The level-0 trajectories 212a and the associated spatial uncertainties and prediction mode probabilities, are provided to a collision assessment module 210. The collision assessment module 210 computes a likelihood of collision between the different possible trajectories computed by the network 208. The collision assessment comprises computing a degree of overlap between the predicted position of the agents, based on an occupied region of each agent, represented as an ellipse with equal area and proportion as the rectangular occupied region of the agent (where in this example the agent is a vehicle). This can also take into account the spatial uncertainties associated with each level-0 predicted trajectory. The collision assessment may define collision of a trajectory in different ways. For example, the collision assessment for a given trajectory may evaluate to a binary value according to whether or not the associated agent following that trajectory overlaps with any other predicted trajectory for any other agent of the scene. Alternatively, an overall probability value may be determined for each trajectory representing the probability of collision of the associated agent following that trajectory with any other predicted trajectory for any other agent of the scene. The collision assessment is performed per-trajectory, in that a collision value (e.g. a binary indicator of collision, or a probability of collision) is calculated for each predicted trajectory output by the level-0 trajectory generator 228a, i.e. for each prediction mode and for each agent of the scene.
The output of the collision assessment 210 for the level-0 trajectories is then provided as input to the level-1 generator 228b, along with the level-0 trajectories 212a, and spatial uncertainties 310 and mode probabilities 312. The level-1 generator 228b also takes as input each of the observed states 202 and map data 220 defining the static scene. The level-1 trajectory generator 228b comprises a neural network which is trained to take as input the map data 220 and observed states 202, as well as the level-0 trajectories and collision assessment results in the form of a per-trajectory evaluation of collision, and output a new set of trajectories for each agent of the scene. As described above for level 0, in the case that the neural network trajectory generator 228b is configured to output a weighting of basis trajectories, a set of basis paths and motion profiles, as well as agent goals, and associated likelihoods, are computed based on the observed states and map data, and provided as inputs to a neural network of the level 1 generator 228b. These additional inputs are not shown in
The level-1 trajectory generator 228b is implemented in the form of a neural network having a separate set of weights to the level-0 trajectory generator, and is trained based on ground truth trajectories, using a loss function to encourage the trajectory generator to output trajectories that are close to a ground truth trajectory for the given agent in the training data. The training may be performed by applying the trajectory generator to a training input comprising a past state of a scenario for which a subsequent set of trajectories are known, and comparing the results of the trajectory generator with the ground truth trajectories, and updating the weights of the trajectory generator network so as to minimise the loss defined between the predicted trajectories of the network and the ground truth trajectories. The level-0 trajectory generator and the level-1 trajectory generator differ in architecture in that the level-1 trajectory generator is configured to receive a collision assessment result in addition to the inputs of the level-0 trajectory generator.

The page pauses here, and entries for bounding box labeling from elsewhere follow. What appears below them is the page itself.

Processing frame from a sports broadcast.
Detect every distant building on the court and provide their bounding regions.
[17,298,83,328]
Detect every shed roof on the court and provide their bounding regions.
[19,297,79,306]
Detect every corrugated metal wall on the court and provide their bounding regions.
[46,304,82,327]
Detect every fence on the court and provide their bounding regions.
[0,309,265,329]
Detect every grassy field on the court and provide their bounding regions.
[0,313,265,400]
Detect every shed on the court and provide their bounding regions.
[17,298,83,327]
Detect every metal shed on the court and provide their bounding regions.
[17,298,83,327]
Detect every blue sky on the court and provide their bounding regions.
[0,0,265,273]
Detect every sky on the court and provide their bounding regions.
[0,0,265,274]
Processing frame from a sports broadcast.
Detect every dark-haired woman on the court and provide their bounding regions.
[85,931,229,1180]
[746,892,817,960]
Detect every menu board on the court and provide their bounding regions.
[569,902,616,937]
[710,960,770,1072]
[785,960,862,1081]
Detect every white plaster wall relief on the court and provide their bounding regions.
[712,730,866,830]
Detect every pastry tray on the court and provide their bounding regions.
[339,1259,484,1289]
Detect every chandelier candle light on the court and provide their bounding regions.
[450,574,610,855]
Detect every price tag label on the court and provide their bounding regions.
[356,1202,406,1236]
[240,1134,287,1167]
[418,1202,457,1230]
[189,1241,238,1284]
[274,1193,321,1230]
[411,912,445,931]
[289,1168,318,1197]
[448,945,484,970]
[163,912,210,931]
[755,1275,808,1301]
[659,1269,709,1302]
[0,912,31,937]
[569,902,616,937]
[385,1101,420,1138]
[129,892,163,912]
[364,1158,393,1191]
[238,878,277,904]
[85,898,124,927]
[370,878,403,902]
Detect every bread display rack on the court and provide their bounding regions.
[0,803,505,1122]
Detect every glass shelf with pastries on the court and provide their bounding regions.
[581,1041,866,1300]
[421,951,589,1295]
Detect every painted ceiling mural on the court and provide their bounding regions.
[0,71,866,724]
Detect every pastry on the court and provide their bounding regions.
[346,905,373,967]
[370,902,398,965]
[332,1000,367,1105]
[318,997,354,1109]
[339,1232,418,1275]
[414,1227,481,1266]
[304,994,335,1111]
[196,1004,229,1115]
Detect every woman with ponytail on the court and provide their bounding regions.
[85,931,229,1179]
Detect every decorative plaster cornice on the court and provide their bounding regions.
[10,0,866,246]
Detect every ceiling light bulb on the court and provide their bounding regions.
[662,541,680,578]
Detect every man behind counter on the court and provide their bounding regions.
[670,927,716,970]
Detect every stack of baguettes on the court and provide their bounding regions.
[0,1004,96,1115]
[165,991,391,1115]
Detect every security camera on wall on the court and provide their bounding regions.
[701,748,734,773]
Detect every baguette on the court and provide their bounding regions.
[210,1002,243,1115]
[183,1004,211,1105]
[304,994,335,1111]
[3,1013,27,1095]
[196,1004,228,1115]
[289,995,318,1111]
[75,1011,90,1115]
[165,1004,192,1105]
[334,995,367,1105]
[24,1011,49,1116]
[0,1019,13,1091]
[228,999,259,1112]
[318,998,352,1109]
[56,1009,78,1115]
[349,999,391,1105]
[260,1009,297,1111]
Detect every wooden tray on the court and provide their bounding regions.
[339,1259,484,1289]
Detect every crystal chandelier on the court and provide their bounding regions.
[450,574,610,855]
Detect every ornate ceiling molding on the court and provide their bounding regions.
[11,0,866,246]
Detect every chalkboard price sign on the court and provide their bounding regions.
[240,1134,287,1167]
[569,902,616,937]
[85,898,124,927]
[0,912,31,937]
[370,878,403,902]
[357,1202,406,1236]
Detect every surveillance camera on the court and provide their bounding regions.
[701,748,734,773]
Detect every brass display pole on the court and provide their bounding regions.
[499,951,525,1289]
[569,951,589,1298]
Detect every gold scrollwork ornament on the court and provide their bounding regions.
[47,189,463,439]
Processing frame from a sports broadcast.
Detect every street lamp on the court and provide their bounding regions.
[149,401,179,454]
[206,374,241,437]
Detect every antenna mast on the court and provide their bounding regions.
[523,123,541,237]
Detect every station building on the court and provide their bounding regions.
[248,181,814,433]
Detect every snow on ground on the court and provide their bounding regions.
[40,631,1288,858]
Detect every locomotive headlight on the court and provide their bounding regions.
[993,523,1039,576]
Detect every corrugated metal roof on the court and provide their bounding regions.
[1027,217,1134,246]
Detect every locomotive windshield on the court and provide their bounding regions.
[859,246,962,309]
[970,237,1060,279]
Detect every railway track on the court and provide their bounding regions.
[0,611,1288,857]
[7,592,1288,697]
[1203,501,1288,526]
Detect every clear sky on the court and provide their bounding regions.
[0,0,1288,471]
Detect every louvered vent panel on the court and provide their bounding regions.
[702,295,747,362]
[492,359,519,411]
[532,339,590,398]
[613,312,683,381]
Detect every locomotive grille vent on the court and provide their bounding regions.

The level-1 trajectories 212b, as well as spatial uncertainties and/or trajectory likelihood values are output by the level-1 trajectory generator and are provided to the collision assessment module 210 to perform a collision assessment on each level-1 trajectory as described above for level 0.
The process can be repeated again for any chosen number of prediction levels. As shown in
At each level, a separate neural network trajectory generator is trained, having been provided with a different respective input including the current state of the system and a set of collision assessment results for different levels of interaction as determined at previous levels of the hierarchy. This enables the system to perform higher-level reasoning about the behaviour of the agents of the scene, by considering not only how each agent will behave based on their own state and the static state of the scene at the start of the predicted trajectories, but also how each agent will behave based on the different possible ways each other agent could behave. The trajectories output at higher levels of the hierarchy therefore learn to anticipate other agent behaviours and determine trajectories that take more complex interactions into account. The number of levels required for a given scenario may be dependent on the complexity of the scenario, and the system may be configured such that the number of layers can be adjusted according to the given scenario and application.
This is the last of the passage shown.